Children In China Diagnosed With Leukemia After Taking Chinese Vaccines

Hundreds of Chinese people belong to a social media group claiming to be suffering from or have a household member suffering from leukemia, developed after taking Chinese vaccines Sinovac and Sinopharm. There has been a rise in patients from the younger age group in the last few months, coinciding with the regime’s push to inoculate children between 3 and 11 years old. Roughly 84.4 million children between the 3-11 age group have been vaccinated as of Nov. 13, accounting for more than half of the population in that age bracket. Parents and children were reportedly coerced into the vaccinations.

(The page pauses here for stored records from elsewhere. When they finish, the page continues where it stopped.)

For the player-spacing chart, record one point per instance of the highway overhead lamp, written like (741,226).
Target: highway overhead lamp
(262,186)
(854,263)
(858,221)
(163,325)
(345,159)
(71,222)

After receiving her first dose of the COVID-19 vaccine, Li Jun’s 4-year-old developed a fever and coughs, which quickly subsided after intravenous therapy at the hospital. But after the second shot, the father could tell something was wrong.

Swelling appeared around his daughter’s eyes and did not go away. For weeks, the girl complained about pains on her legs, where bruises started to emerge seemingly out of nowhere. In January, a few weeks after the second dose, the 4-year-old was diagnosed with acute lymphoblastic leukemia.

“My baby was perfectly healthy before the vaccine dose,” Li (an alias), from China’s north-central Gansu Province, told The Epoch Times. “I took her for a health check. Everything was normal.”

He is among hundreds of Chinese that belong to a social media group claiming to be suffering from or have a household member suffering from leukemia, developed after taking Chinese vaccines. Eight of them confirmed the situation when reached by The Epoch Times. Names of the interviewees have been withheld to protect their safety.

The leukemia cases span across different age groups from all parts of China. But Li and others particularly pointed to a rise in patients from the younger age group in the last few months, coinciding with the regime’s push to inoculate children between 3 and 11 years old beginning last October.

Li’s daughter had her first injection in mid-November under the request of her kindergarten. She is now undergoing chemotherapy at the Lanzhou No. 2 People’s Hospital where at least 20 children are being treated for similar symptoms, most of them between the age of 3 and 8, according to Li.

“Our doctor from the hospital told us that since November, the children coming to their hematology division to treat leukemia have doubled the previous years’ number and they are having a shortage of beds,” he said.

Li claimed that at least eight children from Suzhou district, where he lives, have died recently from leukemia.

The hospital’s hematology division could not be immediately reached for comment.

National Pressure

Roughly 84.4 million children between the 3-11 age group have been vaccinated as of Nov. 13, according to latest figures from China’s National Health Commission, accounting for more than half of the population in that age bracket.

There had been some resistance from Chinese parents when the campaign to vaccinate children first rolled out. They expressed concern about the lack of data about the effects of Chinese vaccines on young people. The vaccines are supplied by two Chinese drugmakers, Sinopharm and Sinovac, which carry an efficacy rate of 79 percent and 50.4 percent, respectively, based on available data from trials conducted on adults.

There’s limited information about the health effects of these vaccines on children, and the World Health Organization said in late November that it has not approved the two vaccines for emergency use on the underaged.

But parents who were reluctant to vaccinate their children have faced pressure to comply. Some said they lost work bonuses or were given a talk by their supervisors. In other cases, their children faced punishment varying from losing honors or even getting barred from attending school, as in the case of Wang Long’s 10-year-old son.

“The school told us last year to take him for vaccination on such and such date, or he can’t go to class,” Wang, from eastern China’s Shandong Province, told The Epoch Times.

The boy received his second dose on Dec. 4. A month later, he began experiencing fatigue and low fever. He is now at Shandong University Qilu Hospital, being treated for acute leukemia, diagnosed on Jan. 18.